La fameuse révolution scientifique que devait apporter la notion de falsifiabilité remplaçant la vérifiabilité n'est en réalité qu'une révolution de mot. La falsifiabilité chercherait à disprove (invalider) l'hypothèse plutôt qu'à en apporter la preuve (prove) ou la confirmer**. Mais quand il emprunte l'idée à Einstein, il commente en écrivant: «il considérait sa théorie comme insoutenable si elle ne résistait pas à l'épreuve de certains tests», ce qui constitue la démarche normale du scientifique. Françoise Armengaud (la biographe de Popper dans l'Encyclopædia Universalis) ne parle pas de falsifiabilité, mais de testabilité. Je n'ai pas l'ouvrage-clé de Popper sous la main et je ne peux donc savoir s'il aborde la reproductibilité et la généralité (on sait qu'il déclare inaccessible, sinon l'universalité, la vérité, mais je le savais déjà sans l'avoir lu, n'étant pas essentialiste et sachant qu'un fait dépend de son système de coordonnées (cf. Brice Parain), mais après avoir scié la branche sur laquelle les autres étaient assis, dans une grande prudence, il ne se propose pas de tester/falsifier ses propres positions ou hypothèse. Le philosophe ne peut être contré, selon lui, que sur le plan de l'argumentation, ce qui tient de l'abri antiatomique, puisque celle-ci, comme l'épistémologie et la rhétorique qu'elle exploite autrement que métaphoriquement, relève de la doxa. De l'opinion.

Popper est donc un philosophe qui aurait voulu devenir un scientifique.
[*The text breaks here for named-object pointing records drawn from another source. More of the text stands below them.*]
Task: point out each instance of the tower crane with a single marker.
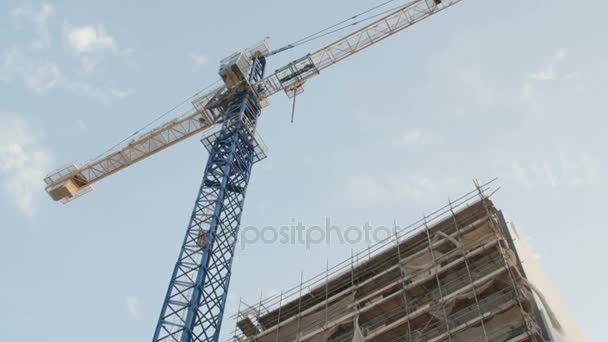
(227, 117)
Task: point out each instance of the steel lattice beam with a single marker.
(194, 304)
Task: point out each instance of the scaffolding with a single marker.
(453, 275)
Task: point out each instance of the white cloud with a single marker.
(38, 75)
(39, 21)
(548, 72)
(121, 94)
(367, 190)
(199, 59)
(133, 307)
(572, 171)
(413, 137)
(41, 76)
(24, 162)
(91, 43)
(89, 38)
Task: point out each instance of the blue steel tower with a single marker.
(194, 304)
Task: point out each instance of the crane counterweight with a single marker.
(227, 117)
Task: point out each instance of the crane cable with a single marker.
(309, 38)
(157, 119)
(334, 28)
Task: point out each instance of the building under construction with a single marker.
(453, 276)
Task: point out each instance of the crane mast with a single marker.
(194, 304)
(227, 117)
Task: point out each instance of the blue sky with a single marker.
(514, 90)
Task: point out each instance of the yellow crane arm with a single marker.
(291, 77)
(74, 180)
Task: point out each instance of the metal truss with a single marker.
(194, 304)
(291, 77)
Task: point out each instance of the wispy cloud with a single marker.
(38, 75)
(37, 19)
(23, 162)
(133, 307)
(413, 137)
(121, 94)
(89, 38)
(363, 190)
(199, 59)
(91, 44)
(41, 76)
(573, 171)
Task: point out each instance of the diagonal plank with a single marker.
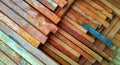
(18, 29)
(37, 53)
(20, 50)
(5, 59)
(46, 12)
(24, 24)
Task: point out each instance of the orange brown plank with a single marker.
(46, 12)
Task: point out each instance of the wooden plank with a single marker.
(109, 15)
(98, 35)
(79, 44)
(24, 24)
(53, 55)
(71, 50)
(29, 18)
(44, 24)
(114, 30)
(66, 58)
(103, 6)
(63, 10)
(117, 36)
(116, 4)
(5, 59)
(113, 23)
(46, 12)
(37, 53)
(78, 31)
(1, 63)
(115, 9)
(72, 45)
(49, 3)
(87, 5)
(62, 49)
(18, 49)
(61, 3)
(100, 20)
(87, 43)
(18, 29)
(12, 55)
(75, 24)
(96, 24)
(116, 42)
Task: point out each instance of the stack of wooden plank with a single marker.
(84, 32)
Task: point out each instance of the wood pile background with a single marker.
(59, 32)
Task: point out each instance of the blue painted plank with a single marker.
(98, 35)
(36, 52)
(20, 50)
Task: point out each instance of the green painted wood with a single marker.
(37, 53)
(20, 50)
(5, 59)
(12, 55)
(1, 63)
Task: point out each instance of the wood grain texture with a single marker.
(53, 55)
(103, 6)
(24, 24)
(12, 55)
(61, 3)
(64, 10)
(18, 29)
(79, 44)
(56, 51)
(62, 49)
(18, 49)
(42, 23)
(75, 47)
(115, 9)
(94, 10)
(63, 44)
(46, 12)
(37, 53)
(100, 20)
(5, 59)
(75, 24)
(49, 3)
(94, 22)
(109, 15)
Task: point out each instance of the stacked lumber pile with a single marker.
(54, 32)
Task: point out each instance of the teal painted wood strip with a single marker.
(5, 59)
(53, 3)
(98, 35)
(38, 53)
(1, 63)
(12, 55)
(20, 50)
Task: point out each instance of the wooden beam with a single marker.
(46, 12)
(109, 15)
(18, 49)
(53, 55)
(115, 9)
(11, 54)
(18, 29)
(49, 3)
(24, 24)
(36, 52)
(5, 59)
(100, 20)
(66, 58)
(61, 3)
(42, 23)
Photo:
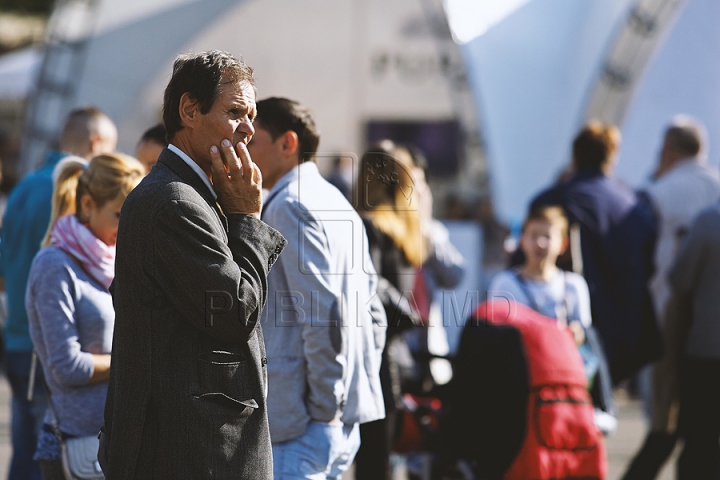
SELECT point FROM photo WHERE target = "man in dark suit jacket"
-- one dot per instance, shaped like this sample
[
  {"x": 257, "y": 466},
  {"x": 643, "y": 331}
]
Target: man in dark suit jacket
[
  {"x": 617, "y": 241},
  {"x": 187, "y": 393}
]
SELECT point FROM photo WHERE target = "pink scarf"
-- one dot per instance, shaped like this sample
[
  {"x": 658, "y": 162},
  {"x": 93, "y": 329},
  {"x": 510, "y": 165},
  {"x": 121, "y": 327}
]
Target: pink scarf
[{"x": 75, "y": 239}]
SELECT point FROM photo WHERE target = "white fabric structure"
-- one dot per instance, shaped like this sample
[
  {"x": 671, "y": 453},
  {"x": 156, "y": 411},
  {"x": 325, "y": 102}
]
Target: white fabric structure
[
  {"x": 17, "y": 73},
  {"x": 531, "y": 74}
]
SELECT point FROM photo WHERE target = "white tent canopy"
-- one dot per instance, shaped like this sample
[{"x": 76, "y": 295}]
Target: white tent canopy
[{"x": 18, "y": 71}]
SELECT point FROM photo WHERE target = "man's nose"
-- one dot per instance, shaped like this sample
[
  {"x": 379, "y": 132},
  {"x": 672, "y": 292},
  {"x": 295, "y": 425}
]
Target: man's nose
[{"x": 247, "y": 128}]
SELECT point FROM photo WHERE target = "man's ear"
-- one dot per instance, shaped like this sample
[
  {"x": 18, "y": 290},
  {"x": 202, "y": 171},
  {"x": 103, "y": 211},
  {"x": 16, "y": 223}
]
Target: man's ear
[
  {"x": 290, "y": 143},
  {"x": 566, "y": 244},
  {"x": 189, "y": 110}
]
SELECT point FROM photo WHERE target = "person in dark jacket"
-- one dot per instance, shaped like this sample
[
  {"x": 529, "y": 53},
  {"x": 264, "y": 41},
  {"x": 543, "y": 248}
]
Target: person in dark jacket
[
  {"x": 388, "y": 204},
  {"x": 188, "y": 381},
  {"x": 617, "y": 237}
]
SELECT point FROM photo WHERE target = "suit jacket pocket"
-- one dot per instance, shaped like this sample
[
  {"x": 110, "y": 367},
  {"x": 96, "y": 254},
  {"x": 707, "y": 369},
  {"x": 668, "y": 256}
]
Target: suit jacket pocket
[
  {"x": 223, "y": 376},
  {"x": 221, "y": 410}
]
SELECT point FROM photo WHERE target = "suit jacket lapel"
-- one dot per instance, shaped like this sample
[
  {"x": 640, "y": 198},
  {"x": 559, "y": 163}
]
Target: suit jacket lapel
[{"x": 188, "y": 175}]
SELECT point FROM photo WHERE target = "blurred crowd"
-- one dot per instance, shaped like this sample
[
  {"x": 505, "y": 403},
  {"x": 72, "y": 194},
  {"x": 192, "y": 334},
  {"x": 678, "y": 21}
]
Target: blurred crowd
[{"x": 608, "y": 286}]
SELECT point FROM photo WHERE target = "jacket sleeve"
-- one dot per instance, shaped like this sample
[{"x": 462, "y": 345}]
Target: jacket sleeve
[
  {"x": 690, "y": 260},
  {"x": 50, "y": 296},
  {"x": 217, "y": 287}
]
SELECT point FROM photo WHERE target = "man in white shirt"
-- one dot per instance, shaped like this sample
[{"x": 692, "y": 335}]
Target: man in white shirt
[{"x": 682, "y": 186}]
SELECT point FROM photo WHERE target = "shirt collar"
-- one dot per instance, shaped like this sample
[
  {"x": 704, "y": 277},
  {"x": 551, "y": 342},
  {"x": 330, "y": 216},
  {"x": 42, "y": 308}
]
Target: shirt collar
[
  {"x": 306, "y": 168},
  {"x": 195, "y": 167}
]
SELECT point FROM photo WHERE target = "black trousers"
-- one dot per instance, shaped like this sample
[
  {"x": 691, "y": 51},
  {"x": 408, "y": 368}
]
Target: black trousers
[
  {"x": 699, "y": 419},
  {"x": 652, "y": 456}
]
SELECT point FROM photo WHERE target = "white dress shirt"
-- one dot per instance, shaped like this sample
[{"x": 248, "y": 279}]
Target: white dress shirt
[{"x": 196, "y": 168}]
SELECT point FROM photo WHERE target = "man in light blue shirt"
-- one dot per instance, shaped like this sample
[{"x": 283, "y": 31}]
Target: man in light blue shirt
[
  {"x": 87, "y": 132},
  {"x": 323, "y": 323}
]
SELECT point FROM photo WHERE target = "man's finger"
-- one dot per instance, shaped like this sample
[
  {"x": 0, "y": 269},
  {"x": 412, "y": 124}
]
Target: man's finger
[
  {"x": 247, "y": 163},
  {"x": 231, "y": 160},
  {"x": 216, "y": 164},
  {"x": 257, "y": 175}
]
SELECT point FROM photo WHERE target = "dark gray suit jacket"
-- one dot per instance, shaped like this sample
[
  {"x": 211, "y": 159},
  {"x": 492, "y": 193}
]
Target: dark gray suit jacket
[{"x": 187, "y": 389}]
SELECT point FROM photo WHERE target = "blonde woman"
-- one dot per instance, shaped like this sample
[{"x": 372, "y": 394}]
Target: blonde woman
[
  {"x": 389, "y": 204},
  {"x": 70, "y": 310}
]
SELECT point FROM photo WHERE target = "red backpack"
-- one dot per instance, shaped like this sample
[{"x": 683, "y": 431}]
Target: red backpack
[{"x": 561, "y": 440}]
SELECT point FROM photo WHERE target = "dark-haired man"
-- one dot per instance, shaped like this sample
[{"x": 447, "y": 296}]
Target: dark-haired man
[
  {"x": 617, "y": 235},
  {"x": 87, "y": 132},
  {"x": 187, "y": 389},
  {"x": 324, "y": 324},
  {"x": 151, "y": 145}
]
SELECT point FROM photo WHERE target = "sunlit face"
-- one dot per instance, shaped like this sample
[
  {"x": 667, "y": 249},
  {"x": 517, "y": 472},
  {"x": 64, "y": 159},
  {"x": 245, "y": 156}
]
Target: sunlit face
[
  {"x": 266, "y": 154},
  {"x": 148, "y": 153},
  {"x": 103, "y": 221},
  {"x": 231, "y": 117},
  {"x": 541, "y": 241}
]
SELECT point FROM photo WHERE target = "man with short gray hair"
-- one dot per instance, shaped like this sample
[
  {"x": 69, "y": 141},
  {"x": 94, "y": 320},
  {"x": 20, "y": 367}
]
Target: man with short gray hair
[
  {"x": 188, "y": 382},
  {"x": 683, "y": 185}
]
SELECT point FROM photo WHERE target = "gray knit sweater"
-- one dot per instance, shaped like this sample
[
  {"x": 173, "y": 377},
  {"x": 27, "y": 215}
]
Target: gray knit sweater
[{"x": 71, "y": 317}]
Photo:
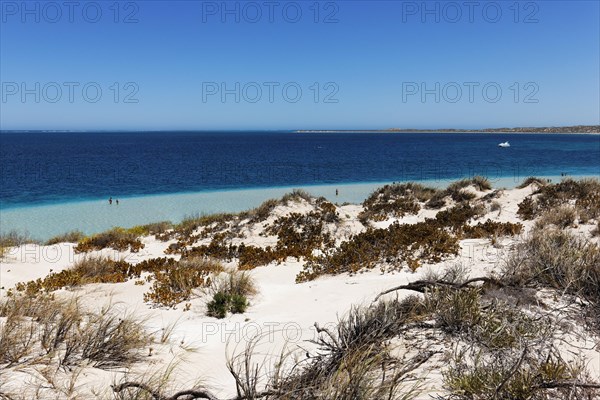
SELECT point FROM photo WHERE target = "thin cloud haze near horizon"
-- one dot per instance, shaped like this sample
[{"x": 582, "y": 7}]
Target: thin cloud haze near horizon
[{"x": 298, "y": 65}]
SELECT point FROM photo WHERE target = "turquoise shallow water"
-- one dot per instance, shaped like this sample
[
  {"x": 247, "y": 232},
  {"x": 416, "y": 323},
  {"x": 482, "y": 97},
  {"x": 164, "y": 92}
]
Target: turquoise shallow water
[{"x": 92, "y": 216}]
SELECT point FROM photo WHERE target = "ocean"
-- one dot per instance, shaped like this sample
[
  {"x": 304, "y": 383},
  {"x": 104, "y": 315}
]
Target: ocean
[{"x": 52, "y": 182}]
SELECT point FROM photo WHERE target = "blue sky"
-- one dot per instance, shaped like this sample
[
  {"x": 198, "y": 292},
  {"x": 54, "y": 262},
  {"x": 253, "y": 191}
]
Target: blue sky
[{"x": 298, "y": 64}]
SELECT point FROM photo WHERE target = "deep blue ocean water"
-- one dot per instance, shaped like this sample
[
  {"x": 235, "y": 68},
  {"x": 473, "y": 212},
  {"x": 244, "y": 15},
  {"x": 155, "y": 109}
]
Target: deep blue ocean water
[{"x": 51, "y": 167}]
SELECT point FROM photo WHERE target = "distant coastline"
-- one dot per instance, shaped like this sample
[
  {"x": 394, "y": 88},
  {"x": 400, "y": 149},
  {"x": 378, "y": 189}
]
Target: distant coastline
[{"x": 562, "y": 129}]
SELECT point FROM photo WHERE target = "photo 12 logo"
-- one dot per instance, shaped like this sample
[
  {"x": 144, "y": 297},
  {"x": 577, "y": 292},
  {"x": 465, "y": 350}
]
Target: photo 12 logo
[
  {"x": 52, "y": 12},
  {"x": 452, "y": 12},
  {"x": 471, "y": 92},
  {"x": 271, "y": 92},
  {"x": 69, "y": 92},
  {"x": 252, "y": 12}
]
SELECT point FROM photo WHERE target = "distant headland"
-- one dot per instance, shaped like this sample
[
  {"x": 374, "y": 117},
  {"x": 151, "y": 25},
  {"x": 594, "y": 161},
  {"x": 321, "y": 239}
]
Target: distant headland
[{"x": 553, "y": 129}]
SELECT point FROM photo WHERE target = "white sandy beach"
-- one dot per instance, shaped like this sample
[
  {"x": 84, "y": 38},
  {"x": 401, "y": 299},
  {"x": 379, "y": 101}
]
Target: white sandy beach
[{"x": 283, "y": 312}]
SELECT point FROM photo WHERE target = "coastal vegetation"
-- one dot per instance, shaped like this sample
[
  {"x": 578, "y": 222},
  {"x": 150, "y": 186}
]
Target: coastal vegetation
[{"x": 500, "y": 333}]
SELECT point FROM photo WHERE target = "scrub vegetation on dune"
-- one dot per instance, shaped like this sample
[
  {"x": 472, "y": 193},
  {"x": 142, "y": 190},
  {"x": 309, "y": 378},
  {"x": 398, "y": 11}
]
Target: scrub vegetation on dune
[{"x": 511, "y": 332}]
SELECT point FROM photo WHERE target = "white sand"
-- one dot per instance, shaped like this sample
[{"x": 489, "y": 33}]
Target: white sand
[{"x": 283, "y": 312}]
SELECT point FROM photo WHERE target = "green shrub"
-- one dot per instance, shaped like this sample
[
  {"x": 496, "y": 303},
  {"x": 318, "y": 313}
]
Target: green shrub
[
  {"x": 219, "y": 305},
  {"x": 176, "y": 284},
  {"x": 395, "y": 200},
  {"x": 239, "y": 304},
  {"x": 69, "y": 237}
]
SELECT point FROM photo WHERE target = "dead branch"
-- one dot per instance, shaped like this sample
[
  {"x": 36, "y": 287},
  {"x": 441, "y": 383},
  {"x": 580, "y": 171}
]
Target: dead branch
[{"x": 423, "y": 285}]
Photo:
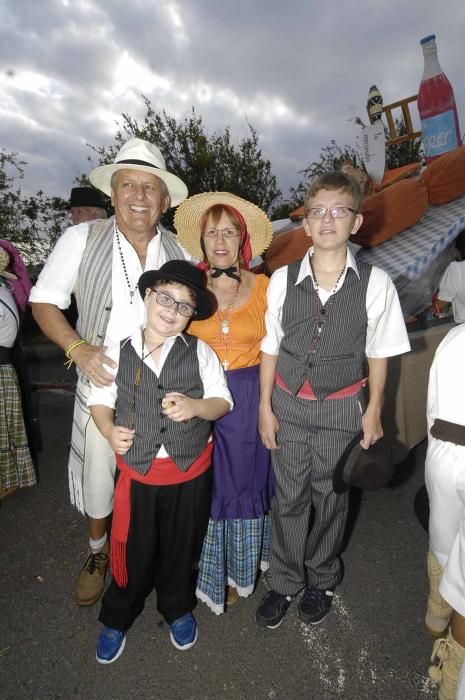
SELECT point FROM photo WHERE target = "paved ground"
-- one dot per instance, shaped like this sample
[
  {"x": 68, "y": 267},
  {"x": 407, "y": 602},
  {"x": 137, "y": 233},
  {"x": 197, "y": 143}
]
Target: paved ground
[{"x": 371, "y": 646}]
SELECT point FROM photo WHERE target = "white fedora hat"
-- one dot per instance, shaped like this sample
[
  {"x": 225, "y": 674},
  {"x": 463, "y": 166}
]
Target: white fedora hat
[{"x": 137, "y": 154}]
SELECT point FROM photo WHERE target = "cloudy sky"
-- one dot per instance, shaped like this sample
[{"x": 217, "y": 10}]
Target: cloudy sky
[{"x": 297, "y": 70}]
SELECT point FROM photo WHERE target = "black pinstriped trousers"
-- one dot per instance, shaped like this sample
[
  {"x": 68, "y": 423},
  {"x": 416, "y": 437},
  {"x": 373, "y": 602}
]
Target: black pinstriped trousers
[
  {"x": 166, "y": 531},
  {"x": 311, "y": 438}
]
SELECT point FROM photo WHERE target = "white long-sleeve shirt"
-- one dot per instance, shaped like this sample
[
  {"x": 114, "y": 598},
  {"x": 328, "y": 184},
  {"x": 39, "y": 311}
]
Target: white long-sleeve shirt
[{"x": 210, "y": 368}]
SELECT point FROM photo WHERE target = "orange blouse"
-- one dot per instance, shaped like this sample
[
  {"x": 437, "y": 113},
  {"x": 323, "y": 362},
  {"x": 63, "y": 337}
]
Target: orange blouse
[{"x": 241, "y": 346}]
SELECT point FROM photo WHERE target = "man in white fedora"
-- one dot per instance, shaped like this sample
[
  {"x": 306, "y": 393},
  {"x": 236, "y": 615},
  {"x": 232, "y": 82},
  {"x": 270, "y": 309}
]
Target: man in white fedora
[{"x": 101, "y": 262}]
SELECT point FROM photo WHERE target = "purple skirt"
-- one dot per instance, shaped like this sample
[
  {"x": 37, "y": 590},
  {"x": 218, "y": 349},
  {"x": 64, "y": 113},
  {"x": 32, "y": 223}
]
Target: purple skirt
[{"x": 243, "y": 481}]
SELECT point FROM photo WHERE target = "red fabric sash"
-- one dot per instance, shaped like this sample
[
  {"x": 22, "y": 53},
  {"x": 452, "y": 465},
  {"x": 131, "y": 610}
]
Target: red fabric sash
[
  {"x": 122, "y": 506},
  {"x": 306, "y": 391}
]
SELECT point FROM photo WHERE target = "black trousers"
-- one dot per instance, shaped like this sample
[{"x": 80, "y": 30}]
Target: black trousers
[{"x": 166, "y": 532}]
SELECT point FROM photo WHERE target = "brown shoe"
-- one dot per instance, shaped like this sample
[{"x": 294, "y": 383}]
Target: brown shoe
[
  {"x": 91, "y": 580},
  {"x": 447, "y": 660}
]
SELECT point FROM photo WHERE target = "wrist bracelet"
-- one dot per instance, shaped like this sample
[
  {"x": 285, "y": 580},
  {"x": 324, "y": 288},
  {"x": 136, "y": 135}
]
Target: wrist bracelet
[{"x": 70, "y": 348}]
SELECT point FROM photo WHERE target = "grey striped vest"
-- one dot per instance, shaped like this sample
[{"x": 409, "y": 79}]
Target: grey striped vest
[
  {"x": 184, "y": 442},
  {"x": 93, "y": 285},
  {"x": 337, "y": 359}
]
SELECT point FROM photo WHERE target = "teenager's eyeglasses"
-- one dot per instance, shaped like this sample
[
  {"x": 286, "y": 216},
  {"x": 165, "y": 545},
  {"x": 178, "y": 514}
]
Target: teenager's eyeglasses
[
  {"x": 226, "y": 232},
  {"x": 167, "y": 300},
  {"x": 335, "y": 212}
]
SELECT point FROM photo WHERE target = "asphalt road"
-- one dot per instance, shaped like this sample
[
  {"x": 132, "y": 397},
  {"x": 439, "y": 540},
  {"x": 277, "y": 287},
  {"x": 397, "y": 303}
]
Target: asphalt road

À partir d'une confidence d'Einstein il construit un système de pensée unique, rivalisant avec ceux qu'il dénonce (Platon, Hegel, Marx, et sans doute Freud) pour dénier à la science son statut envié et en faire un struggle for falsifiability, sorte de darwinisme à la petite semaine. La difficulté pour un parlant-français tient au sens spécial (préexistant, datant au moins de Jefferson) de falsify, qui se traduirait par «prouver la fausseté de», comme le signale le GDEL. Eh oui, Popper a rejoint Ricoeur dans ma boîte de bêtes noires. Mais il est clair que les scientifiques n'avaient pas besoin d'une solution aussi coûteuse (on teste tout sans relâche) et, somme toute, peu intelligente, si l'intelligence est économie de moyens. Cf. la «loi» de Coulomb.

*1 Quand un autre chercheur cherche à reproduire une expérience confirmant votre hypothèse, s'il est de «l'école» ou du laboratoire adverse ou de l'université concurrente ou s'il vise tout bonnement votre financement, il ne manquera pas de chercher les défauts de votre démonstration ou de votre expérience, plutôt que de simplement chercher à la reproduire. L'invalidation est donc une démarche interne à la reproductibilité, et sa proportion est en corrélation avec la mauvaise foi du sujet.